Let her go, so she can fullfill this need within her. But, do not contribute to a life that you do not want. If you do not want financial & lifestyle responsibility of a child right now.. DO NOT GIVE IN. Just walk away & let her go.

(sorry if this is very negative about the marriage pact), but it sounds like she changed her life goals after you were married. True, everyone changes and marriage needs give & take, but to me, this decision is one she is going to make , with or without you. Accept it & move out/on.


----------



## Complexity (Dec 31, 2011)

I'd divorce you to be honest. You can't deny women motherhood, it's an intrinsic part of their life. Financial and emotional stress are pitiful excuses.


----------



## River1977 (Oct 25, 2010)

whatshouldido? said:


> She claims she has always had a strong desire to be a mother and I'm wondering if thats so true why she chose to not get married until she was 35.


You made too many assumptions. You were wrong then, and you are wrong now.



whatshouldido? said:


> One of the reasons I loved being with her other than the obvious is because I kind of always thought at her age she kind of accepted the fact she was past her fertile years and on board with my opinion on it.


Just a little bit of education about the female gender of our species that you are the one who needs to accept:

1. Women are absolutely NOT "past her fertile years" in their 30s. Not even close.
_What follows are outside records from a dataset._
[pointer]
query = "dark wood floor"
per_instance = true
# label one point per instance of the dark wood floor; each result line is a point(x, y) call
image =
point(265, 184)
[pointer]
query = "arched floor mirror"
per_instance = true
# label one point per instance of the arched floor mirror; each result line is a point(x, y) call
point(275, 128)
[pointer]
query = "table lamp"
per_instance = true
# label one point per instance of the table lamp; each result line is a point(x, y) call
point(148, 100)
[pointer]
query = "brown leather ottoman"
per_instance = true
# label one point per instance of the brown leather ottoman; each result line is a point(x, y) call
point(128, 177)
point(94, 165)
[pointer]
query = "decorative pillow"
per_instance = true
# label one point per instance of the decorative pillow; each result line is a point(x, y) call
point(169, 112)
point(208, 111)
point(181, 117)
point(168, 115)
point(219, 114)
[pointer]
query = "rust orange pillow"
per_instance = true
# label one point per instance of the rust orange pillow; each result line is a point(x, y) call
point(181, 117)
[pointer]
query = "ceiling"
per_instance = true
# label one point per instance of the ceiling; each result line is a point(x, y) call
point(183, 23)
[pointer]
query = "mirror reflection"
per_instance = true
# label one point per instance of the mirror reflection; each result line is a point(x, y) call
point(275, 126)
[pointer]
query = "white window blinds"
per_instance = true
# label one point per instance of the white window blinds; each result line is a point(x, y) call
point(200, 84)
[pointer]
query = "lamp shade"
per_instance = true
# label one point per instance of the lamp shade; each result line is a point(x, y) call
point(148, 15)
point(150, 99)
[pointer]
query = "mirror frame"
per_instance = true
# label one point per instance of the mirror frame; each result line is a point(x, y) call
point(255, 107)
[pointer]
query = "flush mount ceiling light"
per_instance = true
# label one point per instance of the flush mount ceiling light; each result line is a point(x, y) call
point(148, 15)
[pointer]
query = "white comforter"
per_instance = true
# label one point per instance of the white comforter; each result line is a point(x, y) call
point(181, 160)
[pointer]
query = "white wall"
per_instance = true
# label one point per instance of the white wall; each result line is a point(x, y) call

2. Her 30s are the prime years of a woman's life. You are past YOUR prime, but she is in the middle of hers.

3. Practically every woman on earth wants at least one child. It is her nature to want to become a mother.

4. While in her 30s, it is very, very common for women to experience very strong desire to have a baby. I was 31 and already had an 11 year old child. It took me a couple months of fighting that urge, but I eventually slapped myself back into reality and talked myself out of it. Your wife has no children and no reason to fight against the urge, especially since she says she has always wanted to have one. That makes it unlikely her overwhelming desire will pass as quickly as mine did or as quickly as you would like. It may never pass. She sounds determined.

It sounds like you made assumptions, rather than making a clear understanding between the two of you before you married. I don't find it at all selfish that you never want children. What I do find selfish is you thinking your wife should comply and thinking you can or even want to deny a woman something that is completely natural for her. And, it's awfully high-minded and imposing to think you can defy nature. You should not have married her just because you "thought" she thinks the same way you do.


----------



## tennisstar (Dec 19, 2011)

River, just some education for you....not all women want children. I know several women in my own circle who do not have or want children. You are very incorrect in your assumptions!
_Posted via Mobile Device_


----------



## Hopefull363 (Feb 13, 2012)

Most women though.


----------



## River1977 (Oct 25, 2010)

tennisstar said:


> River, just some education for you....not all women want children. I know several women in my own circle who do not have or want children. You are very incorrect in your assumptions!
> _Posted via Mobile Device_


Huh?

Reading lesson #1 for tennisstar;



River1977 said:


> 3. *Practically every woman* on earth wants at least one child. It is her nature to want to become a mother.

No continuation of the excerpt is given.